Она перекрестилась и посидела с сомкнутыми веками.

– Так ить по-человечеству охота жить-то, дочь, а не так – из огня да в полымя всюё жисть, – сдавленно вздыхал отец, заглядывая в родное, открытое лицо дочери. – Людской благосклонности охота, доброго взгляда односельчан. Согласия охота в душе… а чего же тепере? Вся жисть перекувырнулась. Эх!

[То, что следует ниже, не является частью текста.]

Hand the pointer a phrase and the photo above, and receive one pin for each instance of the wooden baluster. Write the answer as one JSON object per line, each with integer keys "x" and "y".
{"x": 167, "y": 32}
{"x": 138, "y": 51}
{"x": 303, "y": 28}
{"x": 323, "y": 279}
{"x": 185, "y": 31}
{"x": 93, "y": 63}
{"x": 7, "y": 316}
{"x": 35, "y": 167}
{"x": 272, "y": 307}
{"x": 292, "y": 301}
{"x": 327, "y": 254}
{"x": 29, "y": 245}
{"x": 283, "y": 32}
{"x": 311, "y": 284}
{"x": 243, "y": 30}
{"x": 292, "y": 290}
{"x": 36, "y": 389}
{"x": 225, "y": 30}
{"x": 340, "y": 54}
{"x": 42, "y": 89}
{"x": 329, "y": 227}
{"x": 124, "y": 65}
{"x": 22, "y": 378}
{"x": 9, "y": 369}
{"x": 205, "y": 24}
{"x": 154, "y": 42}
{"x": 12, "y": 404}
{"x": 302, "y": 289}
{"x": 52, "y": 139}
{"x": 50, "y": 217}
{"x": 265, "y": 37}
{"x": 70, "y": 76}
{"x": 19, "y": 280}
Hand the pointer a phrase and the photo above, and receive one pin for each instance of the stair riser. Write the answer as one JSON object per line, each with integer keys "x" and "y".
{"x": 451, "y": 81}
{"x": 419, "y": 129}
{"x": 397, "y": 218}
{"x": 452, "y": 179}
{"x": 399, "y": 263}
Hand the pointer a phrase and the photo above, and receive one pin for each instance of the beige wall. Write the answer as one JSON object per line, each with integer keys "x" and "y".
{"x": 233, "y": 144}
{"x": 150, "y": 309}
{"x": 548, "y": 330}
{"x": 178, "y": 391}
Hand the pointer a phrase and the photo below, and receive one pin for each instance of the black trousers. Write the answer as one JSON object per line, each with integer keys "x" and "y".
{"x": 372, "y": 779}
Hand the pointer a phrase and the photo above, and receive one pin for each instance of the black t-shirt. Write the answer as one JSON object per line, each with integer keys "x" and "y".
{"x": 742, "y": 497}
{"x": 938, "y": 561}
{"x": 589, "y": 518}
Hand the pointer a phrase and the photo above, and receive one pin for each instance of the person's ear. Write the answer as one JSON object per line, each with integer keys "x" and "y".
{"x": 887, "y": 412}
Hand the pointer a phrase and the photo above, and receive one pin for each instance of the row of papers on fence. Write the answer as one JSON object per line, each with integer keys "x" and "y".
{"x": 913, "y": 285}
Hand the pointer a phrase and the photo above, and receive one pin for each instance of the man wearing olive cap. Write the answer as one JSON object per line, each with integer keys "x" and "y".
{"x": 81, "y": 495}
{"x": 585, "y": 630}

– Каждый, батюшка, грешен по-своему. Не осуди, да не судим будешь. Но так мы жить ещё не умеем, – вздохнула дочь, тонкими белыми пальцами перебирая косточки чёток.

– Осудят, – и стал скручивать табак в газетный листок.

– А вы не осуждайте. С покорностью принимайте гонения и хулу.

– Я-то привычный ко всякому, а вот Михайла не сломался бы.

Дочь не отозвалась, равномерно перебирала чётки. Отец прикурил, жадно затянулся горьковатым дымом.

– Фу, табачище, – отвернулась Мария, сохраняя на губах светлую улыбку. – Не дай Боже, увидит матушка настоятельница. Она у нас строгая. Уж вы в ладошку, что ли, пускали бы дым, батюшка.

– Я и так таюсь, Федорушка, – виновато и наивно, как напроказивший мальчик, улыбнулся отец, зачем-то пригибаясь. Опускал руку с дымящейся самокруткой под лавку.

После завтрака Мария поманила в свою келью задумчивого, молчаливого Василия и с ласковой, но напряжённой улыбкой надела на его тугую молодую шею серебряный лакированный образок с ликом Пресвятой Девы.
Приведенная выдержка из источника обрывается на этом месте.